[RFC PATCH] panic: fix deadlock in panic()

From: Cheng Jian
Date: Wed Jun 03 2020 - 10:19:30 EST


A deadlock caused by logbuf_lock occurs when panic:

a) Panic CPU is running in non-NMI context
b) Panic CPU sends out shutdown IPI via NMI vector
c) One of the CPUs that we bring down via NMI vector holded logbuf_lock
d) Panic CPU try to hold logbuf_lock, then deadlock occurs.

we try to re-init the logbuf_lock in printk_safe_flush_on_panic()
to avoid deadlock, but it does not work here, because :

Firstly, it is inappropriate to check num_online_cpus() here.
When the CPU bring down via NMI vector, the panic CPU willn't
wait too long for other cores to stop, so when this problem
occurs, num_online_cpus() may be greater than 1.

Secondly, printk_safe_flush_on_panic() is called after panic
notifier callback, so if printk() is called in panic notifier
callback, deadlock will still occurs. Eg, if ftrace_dump_on_oops
is set, we print some debug information, it will try to hold the
logbuf_lock.

To avoid this deadlock, drop the num_online_cpus() check and call
the printk_safe_flush_on_panic() before panic_notifier_list callback,
attempt to re-init logbuf_lock from panic CPU.

Signed-off-by: Cheng Jian <cj.chengjian@xxxxxxxxxx>
---
kernel/panic.c | 3 +++
kernel/printk/printk_safe.c | 3 ---
2 files changed, 3 insertions(+), 3 deletions(-)

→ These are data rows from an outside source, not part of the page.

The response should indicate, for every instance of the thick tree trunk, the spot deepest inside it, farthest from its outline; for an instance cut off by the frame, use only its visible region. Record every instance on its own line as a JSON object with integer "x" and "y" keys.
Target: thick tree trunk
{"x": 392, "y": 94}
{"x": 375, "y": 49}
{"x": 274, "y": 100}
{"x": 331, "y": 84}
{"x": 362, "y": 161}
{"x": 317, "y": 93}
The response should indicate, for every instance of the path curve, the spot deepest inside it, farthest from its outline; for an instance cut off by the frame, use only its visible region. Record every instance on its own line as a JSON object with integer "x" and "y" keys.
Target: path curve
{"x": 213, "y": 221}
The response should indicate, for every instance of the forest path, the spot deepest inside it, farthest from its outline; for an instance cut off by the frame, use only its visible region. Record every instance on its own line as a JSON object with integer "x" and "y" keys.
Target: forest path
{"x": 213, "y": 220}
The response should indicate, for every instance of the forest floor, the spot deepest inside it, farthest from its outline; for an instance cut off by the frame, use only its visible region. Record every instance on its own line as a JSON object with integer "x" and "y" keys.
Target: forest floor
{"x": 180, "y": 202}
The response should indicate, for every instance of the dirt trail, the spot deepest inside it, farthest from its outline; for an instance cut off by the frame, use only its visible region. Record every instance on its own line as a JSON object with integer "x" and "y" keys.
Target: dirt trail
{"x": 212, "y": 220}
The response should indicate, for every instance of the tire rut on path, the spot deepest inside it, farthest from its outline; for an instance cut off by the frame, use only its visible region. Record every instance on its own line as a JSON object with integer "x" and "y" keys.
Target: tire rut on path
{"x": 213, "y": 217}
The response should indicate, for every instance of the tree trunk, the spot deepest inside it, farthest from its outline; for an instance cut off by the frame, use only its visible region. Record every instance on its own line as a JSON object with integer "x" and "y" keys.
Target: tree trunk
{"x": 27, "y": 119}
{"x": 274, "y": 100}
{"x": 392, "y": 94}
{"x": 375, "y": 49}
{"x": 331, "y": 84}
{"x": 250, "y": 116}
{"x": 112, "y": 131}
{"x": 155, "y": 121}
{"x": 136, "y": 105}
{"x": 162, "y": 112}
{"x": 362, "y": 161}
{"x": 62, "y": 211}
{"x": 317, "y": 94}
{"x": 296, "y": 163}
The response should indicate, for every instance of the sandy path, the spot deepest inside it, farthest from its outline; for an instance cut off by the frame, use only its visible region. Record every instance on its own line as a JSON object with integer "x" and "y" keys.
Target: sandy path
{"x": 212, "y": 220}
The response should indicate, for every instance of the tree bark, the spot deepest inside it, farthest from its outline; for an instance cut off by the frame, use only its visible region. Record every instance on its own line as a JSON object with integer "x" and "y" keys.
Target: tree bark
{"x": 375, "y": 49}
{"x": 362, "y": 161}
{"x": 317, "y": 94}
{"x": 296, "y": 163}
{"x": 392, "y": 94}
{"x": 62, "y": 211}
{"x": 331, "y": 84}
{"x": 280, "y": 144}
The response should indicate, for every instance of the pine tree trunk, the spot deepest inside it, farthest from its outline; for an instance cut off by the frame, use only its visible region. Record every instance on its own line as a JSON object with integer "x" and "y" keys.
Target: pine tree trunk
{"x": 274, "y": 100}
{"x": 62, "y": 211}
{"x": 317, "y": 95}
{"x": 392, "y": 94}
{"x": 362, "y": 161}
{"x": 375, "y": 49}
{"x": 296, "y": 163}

diff --git a/kernel/panic.c b/kernel/panic.c
index b69ee9e76cb2..8dbcb2227b60 100644
--- a/kernel/panic.c
+++ b/kernel/panic.c
@@ -255,6 +255,9 @@ void panic(const char *fmt, ...)
crash_smp_send_stop();
}

+ /* Call flush even twice. It tries harder with a single online CPU */
+ printk_safe_flush_on_panic();
+
/*
* Run any panic handlers, including those that might need to
* add information to the kmsg dump output.
diff --git a/kernel/printk/printk_safe.c b/kernel/printk/printk_safe.c
index d9a659a686f3..9ebc1723e1a4 100644
--- a/kernel/printk/printk_safe.c
+++ b/kernel/printk/printk_safe.c
@@ -269,9 +269,6 @@ void printk_safe_flush_on_panic(void)
* Do not risk a double release when more CPUs are up.
*/
if (raw_spin_is_locked(&logbuf_lock)) {
- if (num_online_cpus() > 1)
- return;
-
debug_locks_off();
raw_spin_lock_init(&logbuf_lock);
}
--
2.17.1